Czech-style Pilsner? I Don’t Think So…So PBR Me, Signor!

Jim Lundstrom

We interrupt the regularly scheduled beer column for this important announcement:

   The 5th generation owner of a venerable Pennsylvania brewery recently came out with an endorsement for a presidential candidate when that candidate stopped by for a brewery tour.

Dear brewers:  Please keep your politics to yourselves. Once you reveal your political bent, whatever it is, you have forever contaminated your beer with the awful stench of politics. And that’s why a Yuengling will never again pass my lips.
Now we return to the regularly scheduled beer column:


  At work the other day I got it in my head that a nice, clean, fresh beer would be good when I got home. But when I got to the wall of beer, nothing was doing it for me. I even walked past the domestics and Canadian beers thinking, maybe, but, no, I wasn’t willing to go there.

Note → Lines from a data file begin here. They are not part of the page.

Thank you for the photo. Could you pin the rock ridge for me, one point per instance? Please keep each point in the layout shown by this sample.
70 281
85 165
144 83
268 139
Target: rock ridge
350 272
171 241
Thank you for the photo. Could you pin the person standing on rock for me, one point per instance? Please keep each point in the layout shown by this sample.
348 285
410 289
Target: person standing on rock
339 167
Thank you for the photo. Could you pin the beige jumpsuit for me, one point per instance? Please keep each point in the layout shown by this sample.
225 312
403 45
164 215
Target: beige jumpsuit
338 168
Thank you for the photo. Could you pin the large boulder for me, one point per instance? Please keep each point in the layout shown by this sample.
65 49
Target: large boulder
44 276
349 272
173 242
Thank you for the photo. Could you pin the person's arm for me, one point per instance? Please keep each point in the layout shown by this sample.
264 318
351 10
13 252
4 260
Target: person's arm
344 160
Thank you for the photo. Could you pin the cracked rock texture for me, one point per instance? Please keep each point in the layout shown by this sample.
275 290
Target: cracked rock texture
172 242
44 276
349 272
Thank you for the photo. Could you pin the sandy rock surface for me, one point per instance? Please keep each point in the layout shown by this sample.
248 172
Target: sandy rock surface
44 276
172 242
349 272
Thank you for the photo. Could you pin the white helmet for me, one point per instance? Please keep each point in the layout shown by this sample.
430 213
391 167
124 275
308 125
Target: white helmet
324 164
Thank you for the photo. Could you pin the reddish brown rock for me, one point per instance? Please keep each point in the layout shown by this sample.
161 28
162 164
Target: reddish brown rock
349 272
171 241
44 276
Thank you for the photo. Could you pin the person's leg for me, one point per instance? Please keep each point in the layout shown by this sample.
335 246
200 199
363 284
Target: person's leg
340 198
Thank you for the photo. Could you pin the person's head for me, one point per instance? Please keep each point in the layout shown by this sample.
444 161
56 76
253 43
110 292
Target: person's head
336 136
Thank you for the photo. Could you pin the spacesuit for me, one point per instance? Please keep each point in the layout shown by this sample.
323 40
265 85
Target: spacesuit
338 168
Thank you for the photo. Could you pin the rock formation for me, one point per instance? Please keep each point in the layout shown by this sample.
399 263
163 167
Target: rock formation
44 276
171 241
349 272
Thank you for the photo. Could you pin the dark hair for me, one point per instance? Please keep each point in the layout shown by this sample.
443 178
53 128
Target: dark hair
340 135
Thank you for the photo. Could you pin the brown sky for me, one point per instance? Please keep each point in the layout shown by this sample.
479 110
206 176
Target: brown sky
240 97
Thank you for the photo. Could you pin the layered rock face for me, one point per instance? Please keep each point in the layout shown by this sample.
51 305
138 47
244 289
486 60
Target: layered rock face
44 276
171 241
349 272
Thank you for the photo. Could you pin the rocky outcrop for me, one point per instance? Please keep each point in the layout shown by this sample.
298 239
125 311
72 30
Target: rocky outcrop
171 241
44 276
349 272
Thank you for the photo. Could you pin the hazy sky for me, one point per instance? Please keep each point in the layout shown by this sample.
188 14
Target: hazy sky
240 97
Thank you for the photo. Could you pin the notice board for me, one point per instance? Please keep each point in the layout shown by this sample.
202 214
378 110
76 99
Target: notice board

   And then I saw it. Czech-Style Pilsner from Potosi Brewing. Yup. There it is. Can’t pass up a pilsner.
  

   However, as I might have mentioned in the past, I have extremely high standards when it comes to pilsner. I have had Czech pilsner fresh in the Czech Republic and it is one of the treasures on this Earth – soft, spicy, satisfying.
  

   While a Czech pilsner is nothing but water, malt, yeast and the noble Saaz hops, somehow Americans are unable to replicate the complex subtleties of a great Czech pilsner. Or, I should say, I have not yet found one that is able to do so, Potosi included.
This pilsner is just too rough to be a Czech-style pilsner. German-style, sure. German-style is a much rougher rougher-tasting beer than its Czech counterpart. Nothing at all wrong this beer. It’s quite good. But a Czech-style pilsner, sorry, but, no, this is not horseshoes or hand grenades we’re playing here. Close just is not good enough.

   Still with a craving for something lighter, I reach into the recently restocked magic fridge (thanks, Ryan!), and pull out a Peroni Nastro Azzurro.

   In English that means Peroni Blue Ribbon, or Italian PBR.
Except that it has a little more style and class than PBR. After all, this is “Birra Superiore.”
I’ve always enjoyed the sweetness of this Italian lager. I’m guessing its sweet essence is from the corn in the grain bill. I have no problem with corn in beer. I’ve not seen a single American pre-Prohibition lager recipe without corn, and I’ve never met a pre-Pro lager I didn’t love. This is very much in that tradition.
 

   I’m going to have another with a bowl of homemade chop suey. Salute!